Technological and regulatory changes have also significantly contributed to the emergence of mobile financial services

First at the regulatory level. The famed DSP2 (Payment Services Directive) helped foster competition by instituting new statuses. New players emerged, often referred to since as Fintechs. However, other sectors too (GAFA, Retail, Fintech, etc.) have taken advantage of this regulatory change to broaden their offer to financial services.

The expansion of smartphone usage has also enabled the explosion of Mobile Banking. There too, operators enjoy legitimacy. By providing data and associated content, they can move up the value chain. All the new payment and wallet solutions that make it possible to dematerialise a bank card can be made on a smartphone. Operators have developed their own mobile payment solution either by using the possibilities of NFC technology (Orange Cash) or by offering a customer pathway that incorporates the use of a QR code (Meo Wallet).

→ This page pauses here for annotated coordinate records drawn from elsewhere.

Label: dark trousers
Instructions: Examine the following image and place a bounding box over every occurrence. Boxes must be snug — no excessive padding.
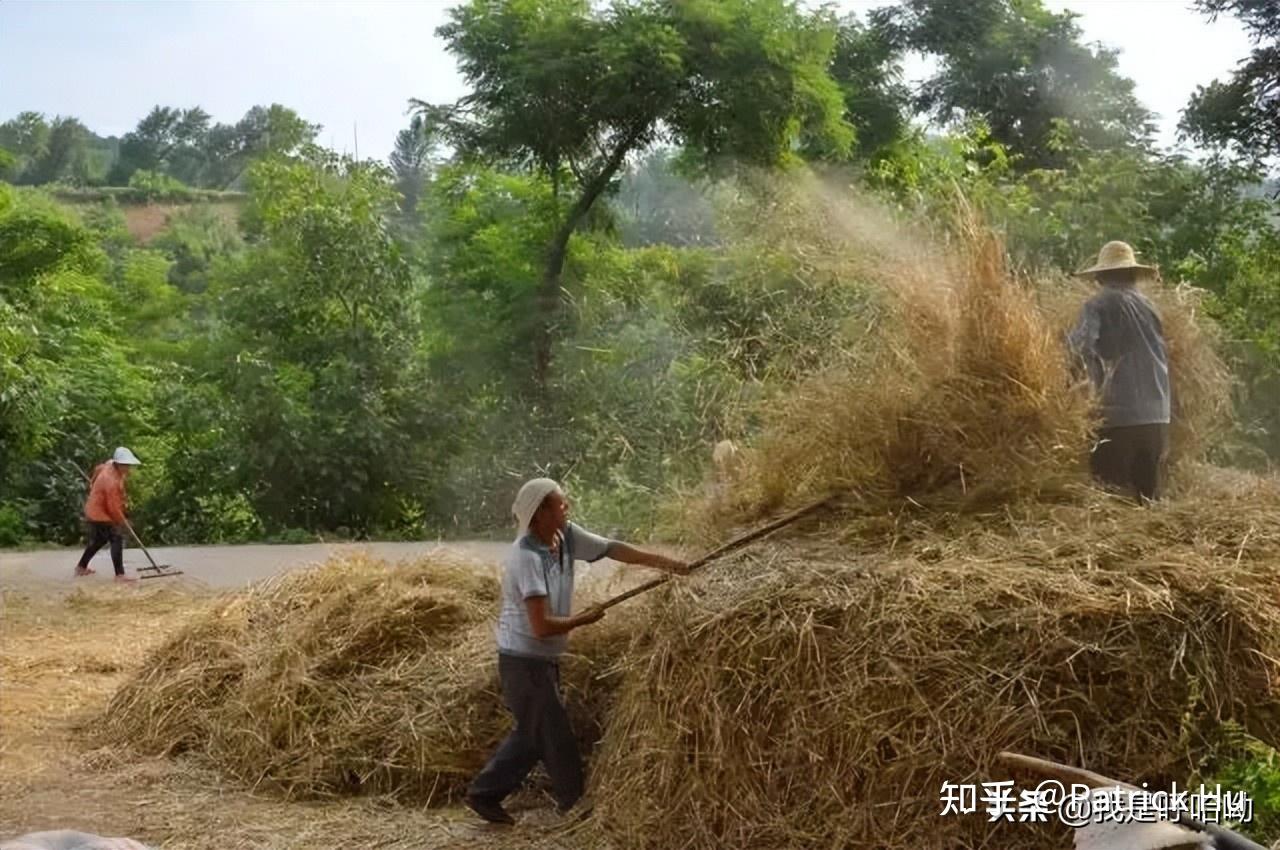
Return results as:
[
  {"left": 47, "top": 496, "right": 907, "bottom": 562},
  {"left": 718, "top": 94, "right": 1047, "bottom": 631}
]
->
[
  {"left": 1089, "top": 422, "right": 1169, "bottom": 502},
  {"left": 468, "top": 653, "right": 582, "bottom": 809},
  {"left": 79, "top": 522, "right": 124, "bottom": 576}
]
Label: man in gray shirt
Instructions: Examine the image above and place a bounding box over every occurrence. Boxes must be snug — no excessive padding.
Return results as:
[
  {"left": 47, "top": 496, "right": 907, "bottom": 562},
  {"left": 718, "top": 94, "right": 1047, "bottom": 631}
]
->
[
  {"left": 1068, "top": 242, "right": 1171, "bottom": 502},
  {"left": 467, "top": 479, "right": 687, "bottom": 823}
]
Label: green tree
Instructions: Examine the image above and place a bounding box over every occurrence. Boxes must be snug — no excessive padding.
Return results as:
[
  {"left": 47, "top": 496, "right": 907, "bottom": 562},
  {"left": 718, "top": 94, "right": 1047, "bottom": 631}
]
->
[
  {"left": 0, "top": 187, "right": 154, "bottom": 540},
  {"left": 20, "top": 115, "right": 91, "bottom": 186},
  {"left": 109, "top": 106, "right": 210, "bottom": 186},
  {"left": 1181, "top": 0, "right": 1280, "bottom": 159},
  {"left": 0, "top": 111, "right": 50, "bottom": 183},
  {"left": 877, "top": 0, "right": 1152, "bottom": 168},
  {"left": 211, "top": 150, "right": 434, "bottom": 531},
  {"left": 390, "top": 115, "right": 439, "bottom": 221},
  {"left": 201, "top": 104, "right": 320, "bottom": 189},
  {"left": 415, "top": 0, "right": 852, "bottom": 388},
  {"left": 831, "top": 15, "right": 911, "bottom": 160}
]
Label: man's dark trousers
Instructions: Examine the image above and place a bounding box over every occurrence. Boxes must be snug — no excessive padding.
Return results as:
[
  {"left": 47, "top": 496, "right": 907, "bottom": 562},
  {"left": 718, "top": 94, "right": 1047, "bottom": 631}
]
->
[
  {"left": 468, "top": 653, "right": 582, "bottom": 809},
  {"left": 1089, "top": 422, "right": 1169, "bottom": 502}
]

A variety of strategies for releasing banking offers

In this area, multiple operators have already adopted different strategies.

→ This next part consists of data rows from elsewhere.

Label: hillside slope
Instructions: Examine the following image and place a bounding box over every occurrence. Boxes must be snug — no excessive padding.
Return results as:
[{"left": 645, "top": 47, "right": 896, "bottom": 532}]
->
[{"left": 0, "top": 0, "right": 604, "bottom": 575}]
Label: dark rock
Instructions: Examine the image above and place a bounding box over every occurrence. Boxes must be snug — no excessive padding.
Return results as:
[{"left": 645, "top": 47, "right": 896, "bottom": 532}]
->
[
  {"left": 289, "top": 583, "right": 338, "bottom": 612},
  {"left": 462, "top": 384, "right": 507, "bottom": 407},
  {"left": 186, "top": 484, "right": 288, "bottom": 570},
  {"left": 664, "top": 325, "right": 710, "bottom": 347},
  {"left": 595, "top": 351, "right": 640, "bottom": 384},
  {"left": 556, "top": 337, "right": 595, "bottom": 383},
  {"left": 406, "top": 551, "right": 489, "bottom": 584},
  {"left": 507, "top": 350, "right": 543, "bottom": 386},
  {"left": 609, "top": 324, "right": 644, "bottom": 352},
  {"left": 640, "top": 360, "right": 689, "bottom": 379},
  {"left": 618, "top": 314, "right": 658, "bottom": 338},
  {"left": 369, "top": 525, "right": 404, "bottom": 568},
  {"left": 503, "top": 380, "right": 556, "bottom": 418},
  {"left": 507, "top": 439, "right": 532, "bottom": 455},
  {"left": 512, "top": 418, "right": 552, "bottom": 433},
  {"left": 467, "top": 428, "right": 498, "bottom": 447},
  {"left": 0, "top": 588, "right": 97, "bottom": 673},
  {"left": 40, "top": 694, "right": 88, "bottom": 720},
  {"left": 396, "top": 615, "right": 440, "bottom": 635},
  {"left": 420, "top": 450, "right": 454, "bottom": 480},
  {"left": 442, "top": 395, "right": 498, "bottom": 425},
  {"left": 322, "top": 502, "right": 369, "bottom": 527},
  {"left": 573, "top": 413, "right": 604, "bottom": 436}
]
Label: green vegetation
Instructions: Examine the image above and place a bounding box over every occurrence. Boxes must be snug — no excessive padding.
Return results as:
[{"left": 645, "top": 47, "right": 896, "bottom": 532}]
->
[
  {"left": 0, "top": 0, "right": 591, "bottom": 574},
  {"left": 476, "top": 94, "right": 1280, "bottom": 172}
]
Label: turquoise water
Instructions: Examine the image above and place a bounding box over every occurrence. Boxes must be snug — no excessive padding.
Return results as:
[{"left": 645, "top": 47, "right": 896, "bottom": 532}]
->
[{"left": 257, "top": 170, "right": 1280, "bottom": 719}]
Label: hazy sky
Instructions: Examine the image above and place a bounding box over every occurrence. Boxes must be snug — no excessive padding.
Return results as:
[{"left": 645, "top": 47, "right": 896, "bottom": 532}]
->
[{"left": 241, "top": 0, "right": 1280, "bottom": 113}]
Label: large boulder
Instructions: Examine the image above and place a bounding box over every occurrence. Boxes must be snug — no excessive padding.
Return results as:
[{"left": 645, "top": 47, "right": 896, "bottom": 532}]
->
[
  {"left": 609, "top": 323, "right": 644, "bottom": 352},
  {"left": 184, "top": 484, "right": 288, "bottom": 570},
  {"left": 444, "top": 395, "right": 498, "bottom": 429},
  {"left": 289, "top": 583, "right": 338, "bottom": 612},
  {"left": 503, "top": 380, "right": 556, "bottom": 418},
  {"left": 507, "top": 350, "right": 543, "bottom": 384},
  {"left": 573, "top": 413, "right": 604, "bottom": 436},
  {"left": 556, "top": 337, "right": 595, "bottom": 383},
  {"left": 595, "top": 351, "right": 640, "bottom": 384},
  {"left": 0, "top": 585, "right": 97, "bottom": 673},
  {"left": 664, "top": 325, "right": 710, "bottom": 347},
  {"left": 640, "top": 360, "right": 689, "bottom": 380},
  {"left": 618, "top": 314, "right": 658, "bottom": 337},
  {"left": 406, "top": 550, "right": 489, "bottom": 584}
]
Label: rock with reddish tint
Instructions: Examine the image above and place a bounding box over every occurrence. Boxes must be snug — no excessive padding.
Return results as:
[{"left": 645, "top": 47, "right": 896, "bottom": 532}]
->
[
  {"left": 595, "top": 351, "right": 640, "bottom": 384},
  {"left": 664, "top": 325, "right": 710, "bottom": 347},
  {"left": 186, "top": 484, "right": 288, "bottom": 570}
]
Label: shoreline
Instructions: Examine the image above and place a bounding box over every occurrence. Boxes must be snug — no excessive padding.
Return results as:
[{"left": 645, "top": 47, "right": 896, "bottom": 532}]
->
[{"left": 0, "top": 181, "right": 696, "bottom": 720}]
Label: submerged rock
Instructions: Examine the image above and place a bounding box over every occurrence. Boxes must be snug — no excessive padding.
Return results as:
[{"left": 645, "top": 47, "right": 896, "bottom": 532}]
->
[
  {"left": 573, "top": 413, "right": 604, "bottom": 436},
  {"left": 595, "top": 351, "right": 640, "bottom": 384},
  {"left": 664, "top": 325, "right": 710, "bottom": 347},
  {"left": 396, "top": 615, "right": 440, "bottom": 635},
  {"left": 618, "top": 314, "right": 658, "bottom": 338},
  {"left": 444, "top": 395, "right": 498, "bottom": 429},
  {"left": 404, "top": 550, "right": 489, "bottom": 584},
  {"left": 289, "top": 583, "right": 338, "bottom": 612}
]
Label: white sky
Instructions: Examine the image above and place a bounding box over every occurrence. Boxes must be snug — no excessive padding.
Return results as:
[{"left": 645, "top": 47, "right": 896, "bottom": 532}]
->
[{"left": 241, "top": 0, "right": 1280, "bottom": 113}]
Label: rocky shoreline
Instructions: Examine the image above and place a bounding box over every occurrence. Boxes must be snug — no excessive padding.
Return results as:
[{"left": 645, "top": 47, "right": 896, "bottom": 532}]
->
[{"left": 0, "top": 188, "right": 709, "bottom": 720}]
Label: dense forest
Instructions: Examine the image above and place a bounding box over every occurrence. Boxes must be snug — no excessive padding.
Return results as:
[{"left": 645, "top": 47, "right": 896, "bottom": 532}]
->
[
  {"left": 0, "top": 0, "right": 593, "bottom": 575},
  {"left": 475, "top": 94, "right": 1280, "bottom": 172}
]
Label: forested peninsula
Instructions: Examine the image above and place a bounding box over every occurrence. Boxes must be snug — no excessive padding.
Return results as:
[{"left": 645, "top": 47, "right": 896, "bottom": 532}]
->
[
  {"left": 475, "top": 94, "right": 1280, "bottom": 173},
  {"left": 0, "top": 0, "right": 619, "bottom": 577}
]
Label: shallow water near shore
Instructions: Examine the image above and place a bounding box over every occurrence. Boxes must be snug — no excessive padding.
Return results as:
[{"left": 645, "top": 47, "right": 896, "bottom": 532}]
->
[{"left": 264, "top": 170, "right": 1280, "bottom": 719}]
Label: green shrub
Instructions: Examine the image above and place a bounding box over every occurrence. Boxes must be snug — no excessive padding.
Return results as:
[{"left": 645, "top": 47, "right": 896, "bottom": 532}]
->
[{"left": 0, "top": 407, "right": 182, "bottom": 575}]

Mobile financial services offers can also be built by buying out an existing banking player. Orange took control of Groupama Banque in France, while Japanese operator NTT Docomo bought German bank Bankverein Werther.

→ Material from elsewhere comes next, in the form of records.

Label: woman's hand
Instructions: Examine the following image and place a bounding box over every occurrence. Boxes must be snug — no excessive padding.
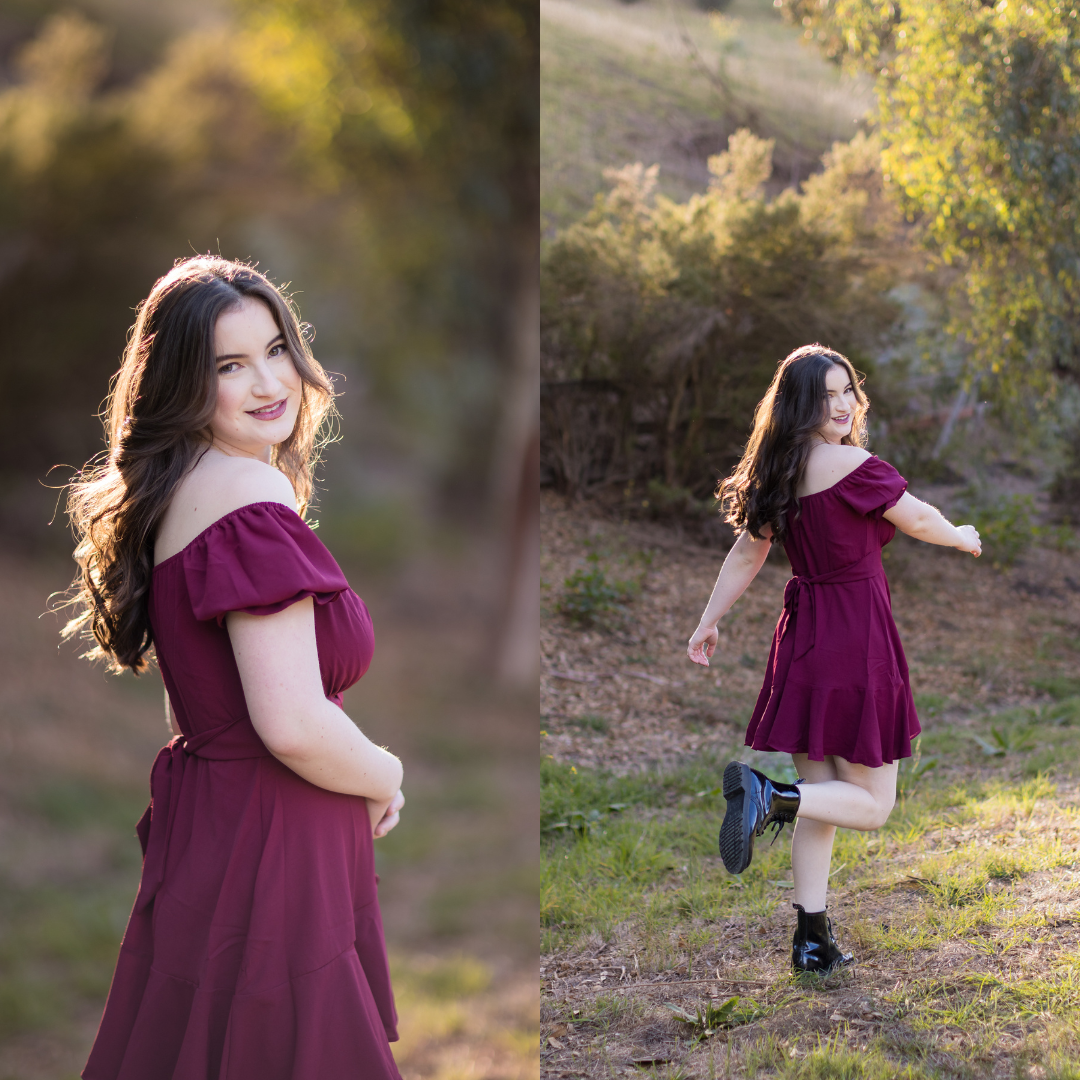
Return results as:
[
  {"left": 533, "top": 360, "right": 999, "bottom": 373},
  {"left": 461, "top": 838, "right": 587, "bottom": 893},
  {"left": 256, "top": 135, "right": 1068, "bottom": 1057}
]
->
[
  {"left": 686, "top": 626, "right": 719, "bottom": 667},
  {"left": 375, "top": 791, "right": 405, "bottom": 839},
  {"left": 956, "top": 525, "right": 983, "bottom": 558}
]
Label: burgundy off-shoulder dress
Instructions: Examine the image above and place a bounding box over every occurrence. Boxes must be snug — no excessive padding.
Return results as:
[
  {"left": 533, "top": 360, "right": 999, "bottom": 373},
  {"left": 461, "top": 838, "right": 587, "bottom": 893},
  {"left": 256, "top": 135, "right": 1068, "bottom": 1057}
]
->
[
  {"left": 82, "top": 502, "right": 400, "bottom": 1080},
  {"left": 746, "top": 457, "right": 921, "bottom": 768}
]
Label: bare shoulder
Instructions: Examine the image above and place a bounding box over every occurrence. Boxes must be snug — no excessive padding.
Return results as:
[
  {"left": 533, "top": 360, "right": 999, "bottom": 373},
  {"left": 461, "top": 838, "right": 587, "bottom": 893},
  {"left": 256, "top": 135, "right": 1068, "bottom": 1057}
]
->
[
  {"left": 153, "top": 453, "right": 296, "bottom": 563},
  {"left": 799, "top": 443, "right": 872, "bottom": 497}
]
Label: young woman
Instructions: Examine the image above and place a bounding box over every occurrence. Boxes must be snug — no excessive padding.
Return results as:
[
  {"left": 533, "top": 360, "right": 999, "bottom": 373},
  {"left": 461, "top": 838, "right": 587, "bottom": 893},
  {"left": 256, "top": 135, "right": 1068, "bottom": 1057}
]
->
[
  {"left": 687, "top": 345, "right": 982, "bottom": 974},
  {"left": 65, "top": 257, "right": 404, "bottom": 1080}
]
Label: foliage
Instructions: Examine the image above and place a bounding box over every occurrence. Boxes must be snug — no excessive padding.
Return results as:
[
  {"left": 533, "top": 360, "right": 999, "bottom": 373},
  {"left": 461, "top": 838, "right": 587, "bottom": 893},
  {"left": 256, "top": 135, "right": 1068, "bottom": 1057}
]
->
[
  {"left": 959, "top": 487, "right": 1050, "bottom": 567},
  {"left": 541, "top": 131, "right": 897, "bottom": 498},
  {"left": 783, "top": 0, "right": 1080, "bottom": 397},
  {"left": 0, "top": 0, "right": 538, "bottom": 537},
  {"left": 664, "top": 997, "right": 767, "bottom": 1040},
  {"left": 558, "top": 552, "right": 638, "bottom": 626}
]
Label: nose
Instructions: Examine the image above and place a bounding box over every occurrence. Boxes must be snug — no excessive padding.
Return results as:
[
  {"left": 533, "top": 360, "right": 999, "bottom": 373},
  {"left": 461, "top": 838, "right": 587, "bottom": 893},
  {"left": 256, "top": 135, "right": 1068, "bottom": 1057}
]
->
[{"left": 252, "top": 360, "right": 285, "bottom": 399}]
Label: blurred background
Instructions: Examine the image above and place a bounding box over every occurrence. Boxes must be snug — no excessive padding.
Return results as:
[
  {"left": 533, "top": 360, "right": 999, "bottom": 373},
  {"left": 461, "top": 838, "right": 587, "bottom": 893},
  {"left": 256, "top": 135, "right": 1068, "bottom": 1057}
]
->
[{"left": 0, "top": 0, "right": 539, "bottom": 1080}]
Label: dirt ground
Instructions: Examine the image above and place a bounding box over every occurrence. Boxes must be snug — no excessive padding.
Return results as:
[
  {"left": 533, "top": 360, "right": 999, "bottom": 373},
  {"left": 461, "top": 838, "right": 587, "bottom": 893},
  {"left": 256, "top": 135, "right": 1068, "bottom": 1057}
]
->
[
  {"left": 541, "top": 491, "right": 1080, "bottom": 1080},
  {"left": 540, "top": 490, "right": 1080, "bottom": 772}
]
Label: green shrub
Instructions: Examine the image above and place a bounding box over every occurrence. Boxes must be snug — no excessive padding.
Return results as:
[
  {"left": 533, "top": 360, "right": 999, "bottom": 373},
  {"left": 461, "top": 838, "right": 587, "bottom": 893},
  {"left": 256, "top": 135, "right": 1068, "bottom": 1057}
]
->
[
  {"left": 556, "top": 552, "right": 640, "bottom": 626},
  {"left": 541, "top": 130, "right": 900, "bottom": 494},
  {"left": 961, "top": 487, "right": 1044, "bottom": 566}
]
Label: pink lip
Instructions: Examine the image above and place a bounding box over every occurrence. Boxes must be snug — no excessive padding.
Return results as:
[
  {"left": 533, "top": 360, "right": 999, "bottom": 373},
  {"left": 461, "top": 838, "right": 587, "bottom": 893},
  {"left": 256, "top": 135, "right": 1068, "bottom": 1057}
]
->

Partnerships between telecom players and banks have also facilitated the emergence of financial services offers. One example is that of the operator O2, which created O2 Banking in partnership with the neo-bank, Fidor. Another is Orange Finanze, which markets an offer designed by Polish mobile bank mBank.

More recently, the Spanish operator Movistar launched a consumer credit offer for its customers, which offers loans online up to EUR 3,000 via a simplified and full-mobile customer pathway. The lender is a joint venture with CaixaBank.

These strategies reveal a desire on the part of operators to propose differentiating offers, to hold on to their customers, but also to develop new sources of income and create customer value, where in the case of historic telco offers, ARPU is generally on the decline.

Financial services a necessity, in light of know-your-customer imperatives

Payment has proven a significant source of information on customer behaviour. For business players, gathering and knowing how to make use of payment data is extremely valuable. The GAFAs have made these skills their trademark. Payment data are used to conduct behavioural analyses on customers. The history of transactions and attempted transactions, the average shopping basket by sales channel, purchases made per period, etc. are each valuable knowledge tidbits, as they will help trigger more effective marketing actions. Operators thus have every interest in interconnecting payment data and CRM.

Moreover, when all transactions and related financial flows are managed by a single player, accounting reconciliation is facilitated. It becomes possible to gain a precise overview, in real time, of the cost of commissions, repayments and outstanding invoices.

While a Google-type player will want to enrich the data stemming from customer uses in order to maximise and optimise its advertising revenues, for a mobile manufacturer such as Apple, the aim is first and foremost to offer an additional service to its customers. The customer experience comes first and determines in part the benefits as perceived by customers. The proposed service must be simple and completable in just a few clicks. For certain players such as Amazon, it is planned that payment itself will become transparent. The experiment underway with Amazon Go stores attests to this. In the not-too-distant future, the customer will no longer need to go to the cash register or confirm payment of his purchases.

A value proposition to be calibrated — at what price?

Given these conditions, it appears essential for operators to take position on these services, and even aim for a place upstream of the value chain. In Europe, regulations have opened financial services up to players from all sectors (major retail, fintech, e-commerce, etc.). The shifts and alliances between players have gained speed in recent years.

Offering a day-to-day banking service with a bank account and a card controlled via mobile application has become a standard on the market in Europe. However, this has also meant positions based on low-price or even free offers. The challenge then becomes finding additional sources of income and the right economic model to ensure the service will remain profitable.

This can make sense if it complements a range of existing telecom services, and thus represents a true catalyst for customer loyalty. Financial services can be a means of enhancing those existing offers and continuing to bring legitimacy to the pricing of convergent offers.

Operators have seen their convergence offers develop first around the reconciliation of fixed and mobile, then the addition of content and TV offers. With the advent of mobile financial services, one possible avenue for the future is a Telco-Finance product combining a “Cinquetuple play” service offer.

Current events – July 2017

The recent announcement by Altice Group that it will be launching a new banking offer in Europe confirms the essential anchoring of financial services in the strategies of telco operators and foretells of new competition from players in the sector in this field.